Cendrillon (Viardot)
Opéra Comique • Paris • 17/04/2013
Mireille Delunsch (préparation musicale)
Thierry Thieû Niang (ms) Émilie Roy (d) Christelle Morin, Johanna Richard (c) Sébastien Böhm (l) |
|
La cantatrice Pauline Viardot vers 1860
Pierre Lanith Petit © Musée d'Orsay / rmn
Découverte en 2010 à l'auditorium du musée d'Orsay, cette Cendrillon y servait déjà au perfectionnement de jeunes chanteurs. Avec ses rôles nombreux et courts, elle est effectivement adaptée à cet usage. Comme écrit à l'époque, elle exige cependant des chanteurs aux moyens déjà maîtrisés. Les amis de Pauline Viardot qui ont créé l'oeuvre dans son salon n'étaient en effet pas les premiers venus, et certains rôles ont des exigences redoutables, par exemple la Fée qui doit avoir un médium très présent et une extension aiguë agile et brillante. C'est aussi ce qui caractérise l'air qu'elle chante en prologue, les variations sur Ah vous dirais-je maman d'Adolphe Adam, dont Magali Arnault Stanczak sait tirer tout le suc comique tout en répondant à ses sérieuses exigences.
Les chanteurs de l'Académie réunie par l'Opéra Comique convainquent davantage que ceux du CNSMDP en 2010. Chacun y garde son caractère, Safir Behloul chantant par exemple le chambellan Barigoule en ténor de caractère, ce qui contribue à la variété des couleurs de l'ensemble. Chacun apporte aussi ses talents, de danseur pour le susnommé, ou de comédien pour Ronan Debois, très présent et drôle en épicier annobli, avec d'intéressantes nuances chantées mais aussi parlées.
L'accomplissement musical est également remarquable dans les ensembles. Ceux de la partition comme ceux rajoutés en prologue sont très réussis, avec des voix parfaitement harmonisées, telles celles des deux soeurs de Cendrillon, Cécile Achille et Alix Le Saux. Chez Cécile Achille, on regrette juste les aigus un peu ouverts, mais sa diction comme sa gestion du médium et du passage en poitrine sont excellentes. Alix Le Saux est une séduisante "invitée", car l'Académie n'a étrangement pas recruté de mezzo dans ses rangs.

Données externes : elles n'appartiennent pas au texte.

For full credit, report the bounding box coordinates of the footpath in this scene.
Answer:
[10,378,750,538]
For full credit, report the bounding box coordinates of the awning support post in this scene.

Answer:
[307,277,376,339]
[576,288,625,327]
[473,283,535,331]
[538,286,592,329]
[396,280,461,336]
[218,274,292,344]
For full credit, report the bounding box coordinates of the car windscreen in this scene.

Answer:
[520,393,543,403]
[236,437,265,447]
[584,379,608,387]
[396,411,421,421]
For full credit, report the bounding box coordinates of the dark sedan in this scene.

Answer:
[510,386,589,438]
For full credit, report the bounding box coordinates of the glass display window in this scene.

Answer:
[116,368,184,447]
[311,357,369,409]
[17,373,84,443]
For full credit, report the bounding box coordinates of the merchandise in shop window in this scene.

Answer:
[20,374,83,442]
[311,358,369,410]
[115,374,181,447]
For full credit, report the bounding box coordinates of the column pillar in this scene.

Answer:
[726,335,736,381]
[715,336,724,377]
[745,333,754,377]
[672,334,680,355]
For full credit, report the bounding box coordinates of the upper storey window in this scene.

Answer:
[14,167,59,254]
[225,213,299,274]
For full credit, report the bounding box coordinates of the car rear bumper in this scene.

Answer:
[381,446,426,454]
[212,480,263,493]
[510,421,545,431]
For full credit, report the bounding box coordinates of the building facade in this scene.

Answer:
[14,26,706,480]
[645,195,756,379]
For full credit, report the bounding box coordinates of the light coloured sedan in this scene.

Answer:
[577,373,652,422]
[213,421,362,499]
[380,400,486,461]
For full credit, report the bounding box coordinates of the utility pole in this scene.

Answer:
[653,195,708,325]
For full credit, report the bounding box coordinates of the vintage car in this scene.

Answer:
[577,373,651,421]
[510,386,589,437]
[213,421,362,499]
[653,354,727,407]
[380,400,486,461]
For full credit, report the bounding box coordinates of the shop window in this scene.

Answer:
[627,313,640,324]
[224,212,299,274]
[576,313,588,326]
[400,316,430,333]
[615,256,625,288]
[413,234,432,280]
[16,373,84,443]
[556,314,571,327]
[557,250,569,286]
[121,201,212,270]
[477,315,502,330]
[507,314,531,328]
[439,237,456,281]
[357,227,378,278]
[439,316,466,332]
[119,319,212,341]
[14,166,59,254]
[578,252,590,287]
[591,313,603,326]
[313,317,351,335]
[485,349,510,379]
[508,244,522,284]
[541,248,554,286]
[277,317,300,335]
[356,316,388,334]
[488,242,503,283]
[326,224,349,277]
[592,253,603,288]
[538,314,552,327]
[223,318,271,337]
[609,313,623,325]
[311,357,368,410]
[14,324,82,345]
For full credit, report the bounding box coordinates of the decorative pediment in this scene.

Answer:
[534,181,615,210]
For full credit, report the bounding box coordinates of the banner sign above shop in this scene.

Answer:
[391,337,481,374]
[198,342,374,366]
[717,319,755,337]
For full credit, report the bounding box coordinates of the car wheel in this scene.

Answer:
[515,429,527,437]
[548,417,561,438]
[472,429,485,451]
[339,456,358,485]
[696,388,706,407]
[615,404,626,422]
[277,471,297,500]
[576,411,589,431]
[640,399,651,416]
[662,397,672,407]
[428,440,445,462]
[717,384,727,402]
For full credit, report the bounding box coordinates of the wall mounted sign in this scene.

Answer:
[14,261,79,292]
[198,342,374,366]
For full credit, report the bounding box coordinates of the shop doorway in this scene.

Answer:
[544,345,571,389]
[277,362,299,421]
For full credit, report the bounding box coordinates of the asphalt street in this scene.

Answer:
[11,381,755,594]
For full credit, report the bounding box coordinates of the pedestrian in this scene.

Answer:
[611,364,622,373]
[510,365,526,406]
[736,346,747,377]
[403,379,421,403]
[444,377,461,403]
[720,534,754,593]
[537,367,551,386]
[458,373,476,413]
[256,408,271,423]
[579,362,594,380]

François Rougier comme Sandrine Buendia font entendre un style et une diction française d'une clarté remarquable. Marie Bunel offre sa voix et sa présence à la lecture de didascalies et d'extraits de la correspondance de Pauline Viardot. Elle trouve l'équilibre idéal entre chaleur et distance et nous fait entendre une voix sonore et posée, chose si rare chez une comédienne qu'elle en semble presque miraculeuse.
Thierry Thieû Niang a su mettre à l'aise cette troupe soutenue au piano par l'excellente Marine Thoreau La Salle. Si certaines tensions peuvent susciter des vibratos parfois excessifs dans les mélodies du prologue, chacun entre ensuite dans son personnage avec aisance et conviction. Le pari est ainsi gagné de faire sembler équilibrée et cohérente une oeuvre très disparate, patchwork musical aux exigences brèves mais redoutables. La trame sociale, essentielle pour Pauline Viardot, en est également bien rendue.
À voir les 18 et 19 avril à l'Opéra Comique, avec deux distributions en alternance, puis en tournée au Théâtre de Cornouaille - Scène Nationale de Quimper les 7 et 8 juin 2013.